Hello! I am new here. Also experiencing this problem but not sure if I should open an other topic with more precise problem description.

In my case, I clearly identified the problem. I am not so deep in openwrt to know if it is a bug or if it is event possible to have client communication within the same WLAN (if someone knows?) in the following situation:
The SAME wifi adapter is used for setting up:

  • WLAN network
    AND
  • the WLAN up link (client mode to an other wifi router)

In the configuration I have no communication between clients in the WLAN network.
Removing the WLAN uplink (client mode to an other wifi router) resolves the problem.

To solve the problem, I had to use 2 different adapters.

If someone could tell something about this, bug or not possible? Thank you!

I have WRTnode and I have access problem with LEDE. If I configure it AP+STA mode I can't see it from other computer via it's IP. When firewall is disabled, does not helps the situation.
With Barrier Breaker, r41508 it is working.
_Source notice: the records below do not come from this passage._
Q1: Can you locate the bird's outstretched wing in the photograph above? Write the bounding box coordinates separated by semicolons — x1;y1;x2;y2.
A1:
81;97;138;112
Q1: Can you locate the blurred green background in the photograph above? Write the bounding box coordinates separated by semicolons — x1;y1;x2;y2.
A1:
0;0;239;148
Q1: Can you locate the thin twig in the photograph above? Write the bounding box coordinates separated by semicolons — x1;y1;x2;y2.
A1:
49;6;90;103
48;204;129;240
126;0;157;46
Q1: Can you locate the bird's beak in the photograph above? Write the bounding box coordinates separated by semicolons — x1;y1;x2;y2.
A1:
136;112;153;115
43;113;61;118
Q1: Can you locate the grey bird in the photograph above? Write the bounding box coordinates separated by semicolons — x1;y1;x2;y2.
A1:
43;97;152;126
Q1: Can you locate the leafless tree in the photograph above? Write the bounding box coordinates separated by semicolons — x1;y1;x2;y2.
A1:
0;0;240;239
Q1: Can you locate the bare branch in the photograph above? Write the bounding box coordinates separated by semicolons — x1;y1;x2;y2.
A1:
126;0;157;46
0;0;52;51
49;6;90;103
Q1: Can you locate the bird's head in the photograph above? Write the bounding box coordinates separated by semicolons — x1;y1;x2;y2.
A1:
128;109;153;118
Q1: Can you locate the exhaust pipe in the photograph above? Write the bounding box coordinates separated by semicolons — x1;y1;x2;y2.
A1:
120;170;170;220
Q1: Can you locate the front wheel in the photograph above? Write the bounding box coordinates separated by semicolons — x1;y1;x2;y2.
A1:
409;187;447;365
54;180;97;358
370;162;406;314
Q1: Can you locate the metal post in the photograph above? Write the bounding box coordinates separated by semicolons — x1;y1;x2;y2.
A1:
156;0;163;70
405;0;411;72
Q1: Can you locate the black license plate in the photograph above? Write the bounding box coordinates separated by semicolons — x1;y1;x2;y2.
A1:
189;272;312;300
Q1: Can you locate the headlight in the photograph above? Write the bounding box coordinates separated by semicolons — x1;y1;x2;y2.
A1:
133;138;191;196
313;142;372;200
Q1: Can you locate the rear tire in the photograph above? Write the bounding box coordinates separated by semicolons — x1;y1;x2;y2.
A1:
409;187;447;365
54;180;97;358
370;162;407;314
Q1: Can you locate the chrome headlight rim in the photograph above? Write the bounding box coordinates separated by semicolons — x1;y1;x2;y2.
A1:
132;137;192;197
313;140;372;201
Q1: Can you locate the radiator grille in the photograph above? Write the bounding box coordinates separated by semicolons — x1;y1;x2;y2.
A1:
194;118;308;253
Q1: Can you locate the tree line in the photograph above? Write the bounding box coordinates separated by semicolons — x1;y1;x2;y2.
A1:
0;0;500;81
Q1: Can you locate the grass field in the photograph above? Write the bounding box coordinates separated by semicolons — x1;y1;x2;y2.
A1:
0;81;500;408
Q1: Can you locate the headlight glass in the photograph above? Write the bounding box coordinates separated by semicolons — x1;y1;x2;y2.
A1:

I have recognised a phenomenon. Lets say I have a router, wrtnode, two PCs.
I don not see luci on PC2 via WRTnode's IP. - default problem
But if I connect with PC1 to wrtnode as AP and ssh into and make ping to PC2, I can reach PC2. During the ping is working I can see luci from PC2, but only when ping is on.
If I kill ping on wrtnode, I am loosing connection from PC2 to wrtnode via IP.
How is it possible this temporal access?

I have checked hairping settings on Barrier Braker. All are 0 and I see it from other client via wlan.

This topic was automatically closed 10 days after the last reply. New replies are no longer allowed.